For the past week I've been getting numbness in my hands and feet. On Monday morning, I woke up with my left hand numb. I've had that happen before when I was sleeping on it funny, but this time I woke lying on my back with my hand resting on my stomach. I got up, shook it out, and got ready to head to the gym with my husband. We were almost there when I said, "I think I need to go to the hospital. I've got numbness down my left arm and it's not going away." So we turned the car around and headed to Urgent Care.
The nurse asked a few questions and then took me into an examination room. The tingling wasn't going away, but I was a little less anxious since questions like, "Any shortness of breath? Any tingling around your mouth? Any feeling of heaviness in your chest?" were all answered, "No." I was further reassured that I wasn't having a heart attack when my blood pressure came back normal. However, my arm was still tingling.
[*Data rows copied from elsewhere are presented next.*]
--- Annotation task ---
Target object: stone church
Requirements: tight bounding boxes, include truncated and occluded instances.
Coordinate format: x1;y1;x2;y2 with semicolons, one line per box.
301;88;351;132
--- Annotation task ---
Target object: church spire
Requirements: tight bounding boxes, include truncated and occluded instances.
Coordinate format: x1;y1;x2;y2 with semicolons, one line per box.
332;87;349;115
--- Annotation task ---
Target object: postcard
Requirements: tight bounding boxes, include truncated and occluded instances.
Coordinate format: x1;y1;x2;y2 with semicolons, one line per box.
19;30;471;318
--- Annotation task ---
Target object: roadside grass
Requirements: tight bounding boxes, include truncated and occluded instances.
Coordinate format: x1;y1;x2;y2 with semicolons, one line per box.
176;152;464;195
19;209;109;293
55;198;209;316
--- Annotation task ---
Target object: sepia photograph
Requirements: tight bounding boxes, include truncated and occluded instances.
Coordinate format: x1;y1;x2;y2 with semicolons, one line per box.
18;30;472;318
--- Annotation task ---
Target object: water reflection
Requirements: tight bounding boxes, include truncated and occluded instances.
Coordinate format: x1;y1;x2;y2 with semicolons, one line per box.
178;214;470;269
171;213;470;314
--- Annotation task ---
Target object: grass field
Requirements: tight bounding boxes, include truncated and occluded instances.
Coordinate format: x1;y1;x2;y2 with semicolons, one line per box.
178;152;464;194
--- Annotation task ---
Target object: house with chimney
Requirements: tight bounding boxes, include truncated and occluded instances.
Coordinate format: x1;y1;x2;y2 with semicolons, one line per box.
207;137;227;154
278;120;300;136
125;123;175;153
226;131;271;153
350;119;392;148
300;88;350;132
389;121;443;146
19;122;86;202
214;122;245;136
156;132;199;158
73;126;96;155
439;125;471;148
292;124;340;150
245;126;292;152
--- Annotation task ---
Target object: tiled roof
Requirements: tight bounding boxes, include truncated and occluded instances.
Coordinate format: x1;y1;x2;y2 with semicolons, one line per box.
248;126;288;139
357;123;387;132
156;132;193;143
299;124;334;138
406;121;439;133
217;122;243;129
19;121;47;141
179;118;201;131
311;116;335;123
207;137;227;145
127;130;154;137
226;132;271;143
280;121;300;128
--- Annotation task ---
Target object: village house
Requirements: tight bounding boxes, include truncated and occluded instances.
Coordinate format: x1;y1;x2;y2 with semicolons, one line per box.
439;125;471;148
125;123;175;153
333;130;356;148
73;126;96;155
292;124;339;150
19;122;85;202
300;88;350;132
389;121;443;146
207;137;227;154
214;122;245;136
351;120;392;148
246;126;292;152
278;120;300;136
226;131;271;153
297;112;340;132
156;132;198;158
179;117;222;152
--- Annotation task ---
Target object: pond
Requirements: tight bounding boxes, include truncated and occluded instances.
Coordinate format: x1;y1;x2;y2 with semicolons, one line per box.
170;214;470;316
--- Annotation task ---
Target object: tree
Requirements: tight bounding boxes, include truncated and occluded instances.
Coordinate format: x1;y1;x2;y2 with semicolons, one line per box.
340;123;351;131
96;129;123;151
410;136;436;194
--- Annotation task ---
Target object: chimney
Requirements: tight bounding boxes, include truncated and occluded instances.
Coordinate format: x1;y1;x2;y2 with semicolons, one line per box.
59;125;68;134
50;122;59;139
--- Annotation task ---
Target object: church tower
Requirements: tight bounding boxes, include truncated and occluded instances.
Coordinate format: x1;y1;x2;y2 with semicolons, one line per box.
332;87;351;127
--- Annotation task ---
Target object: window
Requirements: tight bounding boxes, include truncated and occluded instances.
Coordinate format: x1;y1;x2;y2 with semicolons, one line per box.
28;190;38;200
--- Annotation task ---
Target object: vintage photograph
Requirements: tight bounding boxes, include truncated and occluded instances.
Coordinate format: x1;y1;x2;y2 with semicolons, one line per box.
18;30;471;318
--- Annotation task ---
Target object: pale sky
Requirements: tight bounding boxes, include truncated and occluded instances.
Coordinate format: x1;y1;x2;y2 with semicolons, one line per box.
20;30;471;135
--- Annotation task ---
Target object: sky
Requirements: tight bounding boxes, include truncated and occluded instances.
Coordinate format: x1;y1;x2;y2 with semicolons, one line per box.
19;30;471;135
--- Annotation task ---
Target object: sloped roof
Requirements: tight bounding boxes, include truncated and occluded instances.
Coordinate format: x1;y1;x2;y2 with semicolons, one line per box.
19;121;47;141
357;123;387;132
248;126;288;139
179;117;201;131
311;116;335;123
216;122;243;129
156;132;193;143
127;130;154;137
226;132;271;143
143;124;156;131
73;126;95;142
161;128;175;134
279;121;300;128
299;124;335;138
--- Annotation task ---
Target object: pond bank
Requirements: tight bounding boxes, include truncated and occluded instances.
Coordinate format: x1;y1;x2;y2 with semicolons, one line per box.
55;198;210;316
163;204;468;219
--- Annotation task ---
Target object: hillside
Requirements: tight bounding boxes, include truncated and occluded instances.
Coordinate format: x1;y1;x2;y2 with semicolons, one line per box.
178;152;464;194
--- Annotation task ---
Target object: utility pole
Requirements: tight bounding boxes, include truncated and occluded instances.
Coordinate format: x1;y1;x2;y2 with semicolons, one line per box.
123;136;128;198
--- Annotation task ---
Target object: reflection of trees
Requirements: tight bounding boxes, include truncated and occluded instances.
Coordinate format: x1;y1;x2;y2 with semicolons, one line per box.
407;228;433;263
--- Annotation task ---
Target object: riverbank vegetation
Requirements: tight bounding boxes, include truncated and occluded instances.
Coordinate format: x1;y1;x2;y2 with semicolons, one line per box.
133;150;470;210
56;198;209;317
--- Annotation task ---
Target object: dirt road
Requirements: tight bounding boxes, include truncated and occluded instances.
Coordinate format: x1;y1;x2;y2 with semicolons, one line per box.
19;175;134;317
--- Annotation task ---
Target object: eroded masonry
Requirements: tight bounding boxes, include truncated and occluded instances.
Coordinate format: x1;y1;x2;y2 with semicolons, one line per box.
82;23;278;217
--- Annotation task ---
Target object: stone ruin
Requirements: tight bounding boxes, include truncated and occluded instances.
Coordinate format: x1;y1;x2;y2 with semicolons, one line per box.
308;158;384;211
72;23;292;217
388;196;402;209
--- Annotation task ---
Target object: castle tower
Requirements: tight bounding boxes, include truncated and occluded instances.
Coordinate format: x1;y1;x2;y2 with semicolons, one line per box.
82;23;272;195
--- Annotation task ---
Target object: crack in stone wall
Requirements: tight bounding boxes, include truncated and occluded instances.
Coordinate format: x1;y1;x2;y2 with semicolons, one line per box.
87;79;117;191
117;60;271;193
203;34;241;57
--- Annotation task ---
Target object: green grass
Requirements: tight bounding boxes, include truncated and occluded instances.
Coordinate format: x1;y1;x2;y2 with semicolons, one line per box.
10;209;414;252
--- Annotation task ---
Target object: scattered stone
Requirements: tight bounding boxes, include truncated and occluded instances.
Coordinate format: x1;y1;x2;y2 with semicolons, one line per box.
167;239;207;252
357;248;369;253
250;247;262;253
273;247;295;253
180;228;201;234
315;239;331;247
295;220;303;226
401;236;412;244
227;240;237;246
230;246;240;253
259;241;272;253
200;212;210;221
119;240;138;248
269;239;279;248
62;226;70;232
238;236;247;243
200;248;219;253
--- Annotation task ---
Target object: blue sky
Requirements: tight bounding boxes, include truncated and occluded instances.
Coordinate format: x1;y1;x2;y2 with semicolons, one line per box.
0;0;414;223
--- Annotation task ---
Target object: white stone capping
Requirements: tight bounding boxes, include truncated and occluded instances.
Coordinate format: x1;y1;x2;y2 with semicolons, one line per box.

When I told the doctor I'd had a bit of numbness in my feet as well, she ordered lab tests to rule out elevated electrolytes (heart) and blood sugar (diabetes).
Here's where the fun really started.
I have deep, swervy, easily collapsible veins. Whenever I have to do blood tests, I drink lots of water the day before and then about four cups prior to heading to the lab. Still, the techs usually have a hard time getting a "juicy" vein even using the smallest needle available. I told this to the first nurse who came to draw blood. She caught a vein but couldn't thread the needle well enough to actually get blood. She gave up and brought in "the big guns." This guy was big alright, with his tattooed muscles and assurances he was "the best". He gave up after two attempts. The third guy came in and, seeing the normal spots for drawing blood already bandaged over, starts thumping on veins left and right. Literally. Left arm. Right arm. (Makes a funny face.) Goes back to the left arm. Goes back to the right. I said, "Since we've ruled out a heart attack, should I go home, drink lots of water, and come back tomorrow when I'm better hydrated?" He went to check with the doctor. "Nope, the doctor wants the blood drawn today. I'm going to go get the 'big guns.'"
I'm thinking, he was already here and gave up.
Ten minutes later, in comes this petite woman who hunts left, hunts right, and then says, "This is going to hurt," and sticks a needle into my wrist. She does manage to get four vials of blood drawn, though, so that's good. However, she left the needle in my wrist. On purpose. Just in case the lab needed more blood or made a mistake or something.
I can't watch a TV show when someone's getting a needle stuck in them. Blow them up, shoot them dead, drop them in burning acid, but don't stick a needle in them. And now, here I sit with a needle stuck in my wrist for an hour waiting for the lab to finish their tests.
The good news is my electrolyte levels were fine and my blood sugar levels were awesome. The doctor asked what I do. I told her I'm an author. The diagnosis? I lean my arm against the edge of my desk when typing and I sit too long in one attitude.
I feel so OFFICIAL! I have an honest-to-goodness workplace injury.